Politics & Policy

Divided Government Doesn’t Add Up

This country can't afford a congressional shift to the left.

One fallacious viewpoint too often expressed this election season is that a Democrat takeover of one or both houses of Congress would be desirable, since we then would have “divided government,” with each party holding a share of power. Given the problems our nation faces today, this would be disastrous for America.

 

With liberal-left Democrats in control of one or both houses, divided government is not going to produce good compromise legislation. Liberal Democrats just don’t compromise very well. When have they ever?

 

Moreover, the fundamental problems our nation faces today require a full commitment to coherent solutions, not a little of the left and a little of the right jumbled together. We can’t win in Iraq with a compromise between “get out ASAP” and “stay and do what is necessary to win.” And we can’t address the problem in Iran with a compromise between “regime change” and “let’s talk nice to them until the cows come home” (or until they produce a string of successful nuclear tests).

 

This is true on the domestic side as well. The biggest problem here, and one many conservatives don’t want to think about, is that our major entitlement programs are going to explode over the next generation, doubling federal spending as a percent of GDP to close to 40 percent or more.

 

Yes, folks, wake up — we are on autopilot right now to Swedish socialism unless we adopt some fundamental changes pretty soon. If anything even close to this happens, small-government conservatives will have been completely routed.

 

A good conservative idea for addressing the entitlement problem is personal accounts for Social Security, and eventually even for part of Medicare. Such accounts end up sharply reducing federal spending over the long run since they shift spending out of the public sector and into the private sector.

 

For welfare programs like Medicaid and food stamps, the best conservative answer is to block grant the programs back to the states where they would be run based on work requirements. This was done so successfully with the Aid to Families with Dependant Children program back in the 1990s.

 

But liberal-left Democrats are implacably opposed to both of these ideas. Their solution instead is to quite literally double federal spending and taxes as a percent of GDP.

 

These viewpoints will bring nothing positive to the prospect of compromise, and more likely will usher in gridlock.
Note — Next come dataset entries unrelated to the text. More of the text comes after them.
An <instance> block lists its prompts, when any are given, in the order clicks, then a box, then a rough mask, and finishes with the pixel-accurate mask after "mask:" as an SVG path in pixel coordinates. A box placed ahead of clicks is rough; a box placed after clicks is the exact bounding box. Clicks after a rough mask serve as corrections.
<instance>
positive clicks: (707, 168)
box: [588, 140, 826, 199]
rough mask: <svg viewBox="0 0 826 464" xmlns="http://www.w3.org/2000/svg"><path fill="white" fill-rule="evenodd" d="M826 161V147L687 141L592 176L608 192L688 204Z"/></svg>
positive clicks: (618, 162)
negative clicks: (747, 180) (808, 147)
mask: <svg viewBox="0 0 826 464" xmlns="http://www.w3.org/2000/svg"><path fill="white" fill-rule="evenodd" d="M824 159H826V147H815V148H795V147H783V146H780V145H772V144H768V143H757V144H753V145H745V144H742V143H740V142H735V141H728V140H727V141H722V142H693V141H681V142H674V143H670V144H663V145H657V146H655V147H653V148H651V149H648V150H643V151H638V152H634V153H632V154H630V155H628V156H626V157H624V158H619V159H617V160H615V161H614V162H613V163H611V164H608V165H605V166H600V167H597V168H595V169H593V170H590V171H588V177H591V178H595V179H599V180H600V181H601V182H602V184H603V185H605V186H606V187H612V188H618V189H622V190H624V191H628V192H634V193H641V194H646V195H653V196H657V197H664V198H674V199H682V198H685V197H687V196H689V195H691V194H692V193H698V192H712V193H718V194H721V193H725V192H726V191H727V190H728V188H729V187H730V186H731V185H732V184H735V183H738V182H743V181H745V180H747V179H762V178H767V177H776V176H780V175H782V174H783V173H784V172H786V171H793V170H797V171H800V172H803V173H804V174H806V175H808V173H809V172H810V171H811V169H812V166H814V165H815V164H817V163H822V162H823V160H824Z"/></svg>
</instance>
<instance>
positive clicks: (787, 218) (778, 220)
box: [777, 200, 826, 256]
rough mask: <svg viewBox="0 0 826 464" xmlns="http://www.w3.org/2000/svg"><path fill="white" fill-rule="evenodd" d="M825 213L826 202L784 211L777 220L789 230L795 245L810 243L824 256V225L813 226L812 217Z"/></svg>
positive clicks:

And such gridlock would mean the end of the Bush tax cuts, which under current law will expire in four years.

 

Many people who support the idea of divided government don’t think much about what should be done to address the big issues. Just throw the Ds and Rs together and make them come up with a compromise solution — the thinking goes no farther than that.

 

But a Democratic takeover of the House would result in Speaker Nancy Pelosi, House Judiciary chairman John Conyers (who started his political life as an open communist), House Ways and Means Committee chairman Charlie Rangel (the sky is the limit on taxes), and other committee or subcommittee chairmen including Rep. Dennis Kucinich (moonbeam), Rep. Henry Waxman (entitlement reform means increasing benefits even more), and Rep. John Dingell (FDR is not still president?).

 

Don’t expect anything positive to come out of that.

 

Most troublesome of all is that the current Republican-controlled House of Representatives has been the most conservative congressional body we have had in many years. This House has passed tax cut after tax cut, including legislation that would make the Bush tax cuts permanent and abolish the death tax. (Much of this was stopped in the Senate.)

 

If this Republican House goes down, replacing the new Democrat majority will not be easy. And don’t think Republicans will interpret the loss as meaning they weren’t conservative enough. Prompted by the mainstream media, they will conclude they have to move leftward to get to the center again. That means huge tax increases will be on the table.

 

How many years will it then take to turn this disaster around? Will it be too late for America by then?

 

– Peter Ferrara is a senior fellow at the Free Enterprise Fund and is director of entitlement and budget policy for the Institute for Policy Innovation. He also serves as general counsel and legal director for the American Civil Rights Union.